Deep sand that tickles the toes. Seagulls diving in for delicious fish. Warm sun beating down. Cool ocean waves that wash away worries. Wild dolphins swimming just yards away. Dripping wet boys with huge grins. My sister in the striped beach chair next to me. The Word wide open and God speaking fresh.
The beach has always been where my soul breathes best.
I had a troubling few days right before we left. Shortness of breath and heart palpitations led to tests that concluded mild regurgitation in the mitral and tricuspid valves. Nothing too serious, but perhaps an answer to the breathing issue. And breathing is an important issue.
Sometimes the soul gets so bogged down it forgets how to grab a deep breath. It forgets that the sound of Yahweh's name is like breathing itself. We breathe Him in and we exhale the quicksand that has held us captive in the inner recesses.

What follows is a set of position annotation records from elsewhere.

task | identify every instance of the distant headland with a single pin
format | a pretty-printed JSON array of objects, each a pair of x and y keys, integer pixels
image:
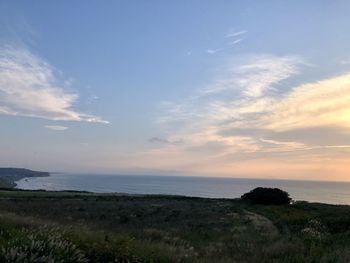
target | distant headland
[{"x": 8, "y": 176}]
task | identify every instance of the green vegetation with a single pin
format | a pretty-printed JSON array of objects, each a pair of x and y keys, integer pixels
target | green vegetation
[
  {"x": 39, "y": 226},
  {"x": 267, "y": 196}
]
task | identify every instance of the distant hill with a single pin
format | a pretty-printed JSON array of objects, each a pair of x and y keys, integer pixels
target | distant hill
[{"x": 8, "y": 176}]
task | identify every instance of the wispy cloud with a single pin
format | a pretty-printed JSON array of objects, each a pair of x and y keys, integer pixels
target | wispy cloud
[
  {"x": 29, "y": 87},
  {"x": 253, "y": 111},
  {"x": 236, "y": 33},
  {"x": 213, "y": 51},
  {"x": 56, "y": 127},
  {"x": 235, "y": 41}
]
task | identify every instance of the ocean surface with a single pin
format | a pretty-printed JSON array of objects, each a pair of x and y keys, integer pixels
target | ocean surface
[{"x": 312, "y": 191}]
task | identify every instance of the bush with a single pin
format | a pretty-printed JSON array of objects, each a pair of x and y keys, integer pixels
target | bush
[{"x": 267, "y": 196}]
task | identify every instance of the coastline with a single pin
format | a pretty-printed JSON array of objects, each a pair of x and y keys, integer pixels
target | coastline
[{"x": 10, "y": 176}]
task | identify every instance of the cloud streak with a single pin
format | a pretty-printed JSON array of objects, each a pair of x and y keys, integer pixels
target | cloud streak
[
  {"x": 252, "y": 112},
  {"x": 30, "y": 88},
  {"x": 56, "y": 127}
]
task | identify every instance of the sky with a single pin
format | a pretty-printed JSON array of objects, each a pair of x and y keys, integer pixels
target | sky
[{"x": 255, "y": 89}]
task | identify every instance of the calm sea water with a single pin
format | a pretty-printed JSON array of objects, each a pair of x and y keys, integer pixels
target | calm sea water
[{"x": 325, "y": 192}]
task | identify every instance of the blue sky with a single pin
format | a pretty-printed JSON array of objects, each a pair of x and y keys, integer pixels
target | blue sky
[{"x": 227, "y": 88}]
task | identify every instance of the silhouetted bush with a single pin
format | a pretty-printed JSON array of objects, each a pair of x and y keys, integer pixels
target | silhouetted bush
[{"x": 267, "y": 196}]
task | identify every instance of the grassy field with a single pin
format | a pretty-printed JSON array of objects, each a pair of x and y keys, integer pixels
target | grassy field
[{"x": 83, "y": 227}]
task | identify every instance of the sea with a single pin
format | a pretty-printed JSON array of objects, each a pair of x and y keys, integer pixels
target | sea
[{"x": 311, "y": 191}]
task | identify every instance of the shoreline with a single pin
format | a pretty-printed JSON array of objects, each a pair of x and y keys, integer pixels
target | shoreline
[{"x": 9, "y": 176}]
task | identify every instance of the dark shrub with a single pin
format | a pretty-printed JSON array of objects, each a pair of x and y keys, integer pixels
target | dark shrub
[{"x": 267, "y": 196}]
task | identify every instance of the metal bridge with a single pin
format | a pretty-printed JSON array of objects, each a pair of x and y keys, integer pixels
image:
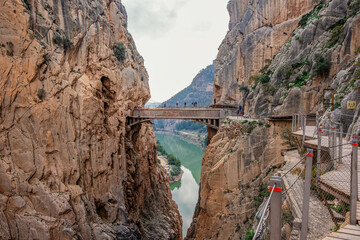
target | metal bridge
[{"x": 210, "y": 117}]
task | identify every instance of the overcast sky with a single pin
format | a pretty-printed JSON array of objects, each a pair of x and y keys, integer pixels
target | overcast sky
[{"x": 177, "y": 38}]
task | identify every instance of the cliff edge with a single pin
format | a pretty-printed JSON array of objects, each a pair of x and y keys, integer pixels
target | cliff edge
[{"x": 69, "y": 75}]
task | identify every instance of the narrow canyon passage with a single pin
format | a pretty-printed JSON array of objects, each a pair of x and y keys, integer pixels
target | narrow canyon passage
[{"x": 184, "y": 192}]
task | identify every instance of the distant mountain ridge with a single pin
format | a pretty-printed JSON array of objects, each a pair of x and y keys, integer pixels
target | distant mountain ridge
[{"x": 200, "y": 89}]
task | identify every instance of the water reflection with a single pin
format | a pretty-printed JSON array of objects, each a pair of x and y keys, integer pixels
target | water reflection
[
  {"x": 185, "y": 192},
  {"x": 186, "y": 197}
]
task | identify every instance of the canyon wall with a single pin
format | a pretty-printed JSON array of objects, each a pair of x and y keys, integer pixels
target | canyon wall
[
  {"x": 273, "y": 59},
  {"x": 235, "y": 168},
  {"x": 69, "y": 75},
  {"x": 257, "y": 30},
  {"x": 278, "y": 58}
]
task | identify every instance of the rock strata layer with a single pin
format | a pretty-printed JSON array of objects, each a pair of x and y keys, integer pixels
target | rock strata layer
[{"x": 69, "y": 75}]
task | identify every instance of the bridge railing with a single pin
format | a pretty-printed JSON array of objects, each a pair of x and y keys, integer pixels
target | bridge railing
[{"x": 316, "y": 197}]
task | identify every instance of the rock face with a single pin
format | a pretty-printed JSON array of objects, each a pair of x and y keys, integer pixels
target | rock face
[
  {"x": 257, "y": 30},
  {"x": 235, "y": 168},
  {"x": 287, "y": 59},
  {"x": 69, "y": 75},
  {"x": 278, "y": 58}
]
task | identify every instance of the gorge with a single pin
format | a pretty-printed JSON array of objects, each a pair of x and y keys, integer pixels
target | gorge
[{"x": 70, "y": 76}]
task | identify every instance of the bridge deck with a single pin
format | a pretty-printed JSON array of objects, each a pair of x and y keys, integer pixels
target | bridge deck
[{"x": 207, "y": 116}]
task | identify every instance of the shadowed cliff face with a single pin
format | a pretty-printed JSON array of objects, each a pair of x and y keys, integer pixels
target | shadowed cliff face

It has been the summer of cancer. First, Eric's Dad. Then, a dear friend we have had for 9 years. All we can do is surrender and pray hard and beg for fresh breath because breathing in His name will be the only thing that carries us.
We were so grateful for some time together as a family. We squeezed our 6-pack of a family into a 1000 square foot beach house and more or less slept on top of one another, but I loved being so close knit for a week. No sports or wii or appointments or work or anything else to distract. I am a blessed woman to have Eric and those 4 boys. Blessed.